Scientific classification
- Kingdom: Animalia
- Phylum: Chordata
- Class: Reptilia
- Order: Squamata
- Suborder: Iguania
- Family: Chamaeleonidae
- Genus: Brookesia
- Species: B. decaryi
- Binomial name: Brookesia decaryi Angel, 1939

= Brookesia decaryi =

- Genus: Brookesia
- Species: decaryi
- Authority: Angel, 1939
- Conservation status: EN

Species of lizard

Brookesia decaryi is a species of chameleon, which is endemic to Madagascar, and is ranked as an endangered species by the International Union for Conservation of Nature (IUCN). It was initially described in 1939 by Fernand Angel. B. decaryi is commonly known as Decary's leaf chameleon, spiny leaf chameleon, or Decary's pygmy chameleon.

==Etymology==
The specific name, decaryi, is in honor of French botanist Raymond Decary.

==Geographic range==
Brookesia decaryi can only be found on the island of Madagascar in Ankarafantsika National Park (Parc National d'Ankarafantsika), northwest Madagascar.

==Habitat==
Brookesia decaryi can only be found at elevations under 200 m above sea level.
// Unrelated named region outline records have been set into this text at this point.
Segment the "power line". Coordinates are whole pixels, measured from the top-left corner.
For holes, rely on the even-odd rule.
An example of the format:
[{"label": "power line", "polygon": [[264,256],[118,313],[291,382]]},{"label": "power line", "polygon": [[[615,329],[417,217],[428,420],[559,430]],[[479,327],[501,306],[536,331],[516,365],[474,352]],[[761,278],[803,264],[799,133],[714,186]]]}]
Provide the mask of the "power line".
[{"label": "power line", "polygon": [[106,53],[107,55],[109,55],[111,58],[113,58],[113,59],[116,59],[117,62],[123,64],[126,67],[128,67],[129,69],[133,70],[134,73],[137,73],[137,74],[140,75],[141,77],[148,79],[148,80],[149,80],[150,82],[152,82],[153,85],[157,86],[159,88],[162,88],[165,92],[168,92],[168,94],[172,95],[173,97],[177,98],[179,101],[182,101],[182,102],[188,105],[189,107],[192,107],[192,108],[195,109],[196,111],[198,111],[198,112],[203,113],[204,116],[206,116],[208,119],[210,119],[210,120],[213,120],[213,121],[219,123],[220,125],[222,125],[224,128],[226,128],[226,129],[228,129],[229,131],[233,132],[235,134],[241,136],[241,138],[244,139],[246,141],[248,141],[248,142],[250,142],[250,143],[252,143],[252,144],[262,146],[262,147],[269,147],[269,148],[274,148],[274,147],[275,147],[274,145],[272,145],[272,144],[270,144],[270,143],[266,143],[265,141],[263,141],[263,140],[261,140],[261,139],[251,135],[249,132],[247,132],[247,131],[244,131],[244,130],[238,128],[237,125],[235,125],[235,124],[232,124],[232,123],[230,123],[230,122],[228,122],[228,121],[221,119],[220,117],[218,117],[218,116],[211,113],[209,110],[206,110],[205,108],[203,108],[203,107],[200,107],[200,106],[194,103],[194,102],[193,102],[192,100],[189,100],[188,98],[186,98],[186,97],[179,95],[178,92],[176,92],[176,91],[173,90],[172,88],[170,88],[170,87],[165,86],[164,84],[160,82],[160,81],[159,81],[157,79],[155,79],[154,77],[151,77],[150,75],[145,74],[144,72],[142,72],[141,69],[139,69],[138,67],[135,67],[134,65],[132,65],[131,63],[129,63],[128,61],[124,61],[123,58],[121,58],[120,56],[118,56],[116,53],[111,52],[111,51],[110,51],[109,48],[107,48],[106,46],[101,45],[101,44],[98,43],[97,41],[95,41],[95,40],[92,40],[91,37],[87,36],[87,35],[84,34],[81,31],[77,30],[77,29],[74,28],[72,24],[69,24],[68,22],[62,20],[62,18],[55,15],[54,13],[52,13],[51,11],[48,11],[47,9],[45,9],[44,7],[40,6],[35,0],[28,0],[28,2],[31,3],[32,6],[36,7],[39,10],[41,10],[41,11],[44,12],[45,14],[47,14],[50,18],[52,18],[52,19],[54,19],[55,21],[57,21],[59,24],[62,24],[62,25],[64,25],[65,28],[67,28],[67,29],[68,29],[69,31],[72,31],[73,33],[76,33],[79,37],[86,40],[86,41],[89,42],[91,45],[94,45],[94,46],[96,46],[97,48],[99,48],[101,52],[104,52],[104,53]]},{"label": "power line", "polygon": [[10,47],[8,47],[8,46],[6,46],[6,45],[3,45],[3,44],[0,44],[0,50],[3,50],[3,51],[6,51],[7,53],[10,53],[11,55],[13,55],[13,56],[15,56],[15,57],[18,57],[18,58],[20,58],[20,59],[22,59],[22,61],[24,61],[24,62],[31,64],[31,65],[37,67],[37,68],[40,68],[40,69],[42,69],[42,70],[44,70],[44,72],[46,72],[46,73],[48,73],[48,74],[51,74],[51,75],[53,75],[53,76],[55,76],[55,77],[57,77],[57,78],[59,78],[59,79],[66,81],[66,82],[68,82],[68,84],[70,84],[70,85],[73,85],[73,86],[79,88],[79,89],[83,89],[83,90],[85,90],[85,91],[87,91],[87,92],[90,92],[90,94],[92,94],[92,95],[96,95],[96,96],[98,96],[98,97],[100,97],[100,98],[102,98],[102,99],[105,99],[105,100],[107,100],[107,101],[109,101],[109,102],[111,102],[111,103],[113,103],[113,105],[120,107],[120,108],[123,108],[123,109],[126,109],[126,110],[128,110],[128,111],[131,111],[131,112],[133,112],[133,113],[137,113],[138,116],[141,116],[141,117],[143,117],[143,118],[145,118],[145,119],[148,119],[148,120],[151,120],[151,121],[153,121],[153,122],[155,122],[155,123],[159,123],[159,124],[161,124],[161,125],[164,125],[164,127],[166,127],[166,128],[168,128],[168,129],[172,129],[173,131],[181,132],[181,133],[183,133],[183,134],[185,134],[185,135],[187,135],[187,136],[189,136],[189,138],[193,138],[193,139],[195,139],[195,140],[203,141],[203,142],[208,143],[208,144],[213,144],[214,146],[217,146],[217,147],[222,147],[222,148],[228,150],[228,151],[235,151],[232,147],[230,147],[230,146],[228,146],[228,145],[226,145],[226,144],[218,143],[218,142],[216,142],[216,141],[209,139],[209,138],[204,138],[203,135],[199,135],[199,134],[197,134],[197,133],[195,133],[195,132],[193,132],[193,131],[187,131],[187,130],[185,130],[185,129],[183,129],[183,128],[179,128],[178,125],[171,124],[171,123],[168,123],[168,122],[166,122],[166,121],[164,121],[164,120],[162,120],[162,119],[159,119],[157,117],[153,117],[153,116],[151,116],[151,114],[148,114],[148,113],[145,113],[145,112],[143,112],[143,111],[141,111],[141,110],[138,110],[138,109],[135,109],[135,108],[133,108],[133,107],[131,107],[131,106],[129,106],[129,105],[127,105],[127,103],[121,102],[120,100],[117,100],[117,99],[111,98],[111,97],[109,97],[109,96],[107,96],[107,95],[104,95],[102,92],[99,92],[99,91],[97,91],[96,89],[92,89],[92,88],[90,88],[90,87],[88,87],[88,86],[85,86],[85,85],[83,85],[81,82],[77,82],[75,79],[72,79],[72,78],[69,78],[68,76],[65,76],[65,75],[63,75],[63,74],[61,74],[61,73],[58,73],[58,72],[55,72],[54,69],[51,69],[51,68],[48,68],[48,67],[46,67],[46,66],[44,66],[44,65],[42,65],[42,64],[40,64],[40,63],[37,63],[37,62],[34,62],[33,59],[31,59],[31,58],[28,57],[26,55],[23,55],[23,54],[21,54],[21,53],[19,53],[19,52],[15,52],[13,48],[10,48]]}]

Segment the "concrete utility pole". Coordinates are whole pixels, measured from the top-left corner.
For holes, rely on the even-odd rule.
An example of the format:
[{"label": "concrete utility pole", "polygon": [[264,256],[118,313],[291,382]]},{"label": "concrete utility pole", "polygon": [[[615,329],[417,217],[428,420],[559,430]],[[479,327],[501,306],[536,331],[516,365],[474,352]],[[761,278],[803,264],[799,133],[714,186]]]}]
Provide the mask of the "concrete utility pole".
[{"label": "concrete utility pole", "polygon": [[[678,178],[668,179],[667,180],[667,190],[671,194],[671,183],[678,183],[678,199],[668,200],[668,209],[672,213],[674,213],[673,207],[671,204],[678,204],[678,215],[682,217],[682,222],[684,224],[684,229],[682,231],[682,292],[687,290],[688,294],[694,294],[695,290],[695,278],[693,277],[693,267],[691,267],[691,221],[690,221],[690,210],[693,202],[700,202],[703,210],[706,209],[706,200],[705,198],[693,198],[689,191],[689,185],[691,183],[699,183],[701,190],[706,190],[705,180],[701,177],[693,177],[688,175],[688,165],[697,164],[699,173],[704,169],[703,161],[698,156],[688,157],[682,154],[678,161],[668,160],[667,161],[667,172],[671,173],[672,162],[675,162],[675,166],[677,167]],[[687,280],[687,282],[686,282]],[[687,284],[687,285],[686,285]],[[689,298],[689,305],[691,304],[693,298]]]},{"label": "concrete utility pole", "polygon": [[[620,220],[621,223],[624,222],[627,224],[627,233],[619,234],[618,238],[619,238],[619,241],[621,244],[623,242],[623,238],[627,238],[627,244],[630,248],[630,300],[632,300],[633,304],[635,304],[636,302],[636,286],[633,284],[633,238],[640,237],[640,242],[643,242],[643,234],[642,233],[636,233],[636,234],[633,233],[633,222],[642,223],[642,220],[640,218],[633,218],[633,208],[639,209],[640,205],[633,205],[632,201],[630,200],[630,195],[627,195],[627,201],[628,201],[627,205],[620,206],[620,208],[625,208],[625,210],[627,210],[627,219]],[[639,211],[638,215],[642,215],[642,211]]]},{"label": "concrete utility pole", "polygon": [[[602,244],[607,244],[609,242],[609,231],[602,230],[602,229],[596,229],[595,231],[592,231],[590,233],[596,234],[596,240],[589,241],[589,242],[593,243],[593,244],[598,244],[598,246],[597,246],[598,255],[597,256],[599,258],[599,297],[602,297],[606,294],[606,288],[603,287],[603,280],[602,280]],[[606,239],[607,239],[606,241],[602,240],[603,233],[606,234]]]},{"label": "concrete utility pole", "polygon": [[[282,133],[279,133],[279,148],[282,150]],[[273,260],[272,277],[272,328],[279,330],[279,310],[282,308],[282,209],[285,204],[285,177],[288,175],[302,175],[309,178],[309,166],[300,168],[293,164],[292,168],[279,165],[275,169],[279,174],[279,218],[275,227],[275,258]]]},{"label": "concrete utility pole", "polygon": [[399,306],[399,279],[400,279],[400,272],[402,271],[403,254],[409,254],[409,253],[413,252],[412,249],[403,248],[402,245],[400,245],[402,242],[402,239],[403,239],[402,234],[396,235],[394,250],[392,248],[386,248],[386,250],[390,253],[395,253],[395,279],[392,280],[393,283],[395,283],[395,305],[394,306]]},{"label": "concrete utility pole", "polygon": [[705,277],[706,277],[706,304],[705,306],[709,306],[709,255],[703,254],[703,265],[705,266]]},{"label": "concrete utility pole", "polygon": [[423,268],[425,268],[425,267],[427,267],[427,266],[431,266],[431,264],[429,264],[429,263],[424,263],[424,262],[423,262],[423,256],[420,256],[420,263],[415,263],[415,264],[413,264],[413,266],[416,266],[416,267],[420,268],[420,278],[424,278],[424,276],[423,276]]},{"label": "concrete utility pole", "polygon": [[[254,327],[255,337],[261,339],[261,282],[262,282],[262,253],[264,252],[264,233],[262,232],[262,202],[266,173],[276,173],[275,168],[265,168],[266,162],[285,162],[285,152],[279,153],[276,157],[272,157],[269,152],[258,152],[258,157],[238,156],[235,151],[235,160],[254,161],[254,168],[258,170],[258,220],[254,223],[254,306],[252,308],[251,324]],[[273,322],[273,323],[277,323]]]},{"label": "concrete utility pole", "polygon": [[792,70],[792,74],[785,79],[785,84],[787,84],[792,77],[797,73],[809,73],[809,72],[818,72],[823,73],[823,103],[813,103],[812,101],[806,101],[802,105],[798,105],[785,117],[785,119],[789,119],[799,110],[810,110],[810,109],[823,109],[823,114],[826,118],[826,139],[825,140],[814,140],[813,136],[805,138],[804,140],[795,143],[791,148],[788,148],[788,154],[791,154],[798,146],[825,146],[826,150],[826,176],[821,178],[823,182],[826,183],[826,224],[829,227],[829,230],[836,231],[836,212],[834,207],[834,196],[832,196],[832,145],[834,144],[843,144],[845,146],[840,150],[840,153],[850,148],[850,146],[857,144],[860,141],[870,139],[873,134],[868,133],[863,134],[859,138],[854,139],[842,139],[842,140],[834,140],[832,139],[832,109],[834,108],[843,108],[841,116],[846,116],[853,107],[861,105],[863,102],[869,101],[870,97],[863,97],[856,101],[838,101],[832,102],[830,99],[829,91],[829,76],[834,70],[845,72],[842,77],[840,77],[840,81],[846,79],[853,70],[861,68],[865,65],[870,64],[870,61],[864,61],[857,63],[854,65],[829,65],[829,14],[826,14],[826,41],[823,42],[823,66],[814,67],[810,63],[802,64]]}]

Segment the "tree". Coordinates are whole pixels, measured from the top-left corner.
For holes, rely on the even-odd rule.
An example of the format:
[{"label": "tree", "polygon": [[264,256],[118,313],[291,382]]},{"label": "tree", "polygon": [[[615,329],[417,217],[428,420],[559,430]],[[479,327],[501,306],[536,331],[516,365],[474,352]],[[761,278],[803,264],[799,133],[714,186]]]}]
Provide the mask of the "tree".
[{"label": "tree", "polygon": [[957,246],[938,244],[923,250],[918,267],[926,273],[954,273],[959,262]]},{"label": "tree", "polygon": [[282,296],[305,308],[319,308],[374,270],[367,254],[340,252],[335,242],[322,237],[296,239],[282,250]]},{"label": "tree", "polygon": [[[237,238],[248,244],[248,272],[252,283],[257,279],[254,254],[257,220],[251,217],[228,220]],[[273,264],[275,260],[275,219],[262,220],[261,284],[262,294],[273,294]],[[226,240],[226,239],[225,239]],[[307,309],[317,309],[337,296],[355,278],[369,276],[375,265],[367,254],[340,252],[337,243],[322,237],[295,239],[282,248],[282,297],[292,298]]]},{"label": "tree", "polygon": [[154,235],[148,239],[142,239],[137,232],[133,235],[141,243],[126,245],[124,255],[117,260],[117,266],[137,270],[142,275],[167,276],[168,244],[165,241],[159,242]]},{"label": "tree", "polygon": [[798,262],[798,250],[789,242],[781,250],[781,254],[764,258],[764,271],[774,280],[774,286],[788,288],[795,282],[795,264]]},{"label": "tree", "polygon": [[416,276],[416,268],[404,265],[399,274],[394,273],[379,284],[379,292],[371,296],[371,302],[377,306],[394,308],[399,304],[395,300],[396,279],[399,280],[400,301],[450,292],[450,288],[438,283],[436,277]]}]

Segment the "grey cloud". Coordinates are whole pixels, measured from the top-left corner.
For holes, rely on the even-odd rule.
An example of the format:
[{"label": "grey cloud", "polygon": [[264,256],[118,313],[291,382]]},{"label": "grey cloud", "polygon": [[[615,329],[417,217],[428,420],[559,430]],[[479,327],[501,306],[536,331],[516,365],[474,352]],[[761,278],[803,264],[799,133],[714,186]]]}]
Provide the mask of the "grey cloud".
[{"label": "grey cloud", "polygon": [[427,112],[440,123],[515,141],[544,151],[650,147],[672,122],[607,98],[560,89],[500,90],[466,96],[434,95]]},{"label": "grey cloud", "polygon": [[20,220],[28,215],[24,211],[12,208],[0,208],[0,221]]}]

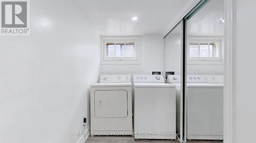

The species can be found over an area of 1300 km2 – the size of the Parc National d'Ankarafantsika – in dry forest.

==Reproduction==
Brookesia decaryi is oviparous. However, details about its reproduction are unknown, although clutch sizes between two and five eggs have previously been found.

==Behavior==
Brookesia decaryi is diurnal (sleeps at night, awake in the day) and sleeps at a mean height of 0.17 m, mainly on small plants, logs (fallen), and small trees.

==Conservation status==
Brookesia decaryi is classed as endangered by the IUCN, and the population might be decreasing. It is protected under the laws of Malagasy (Madagascar), although it can be collected, if authorised. However, collection in the Parc National d'Ankarafantsika is not permitted. The spiny leaf chameleon is threatened by wood harvesting, fires, farming, and ranching.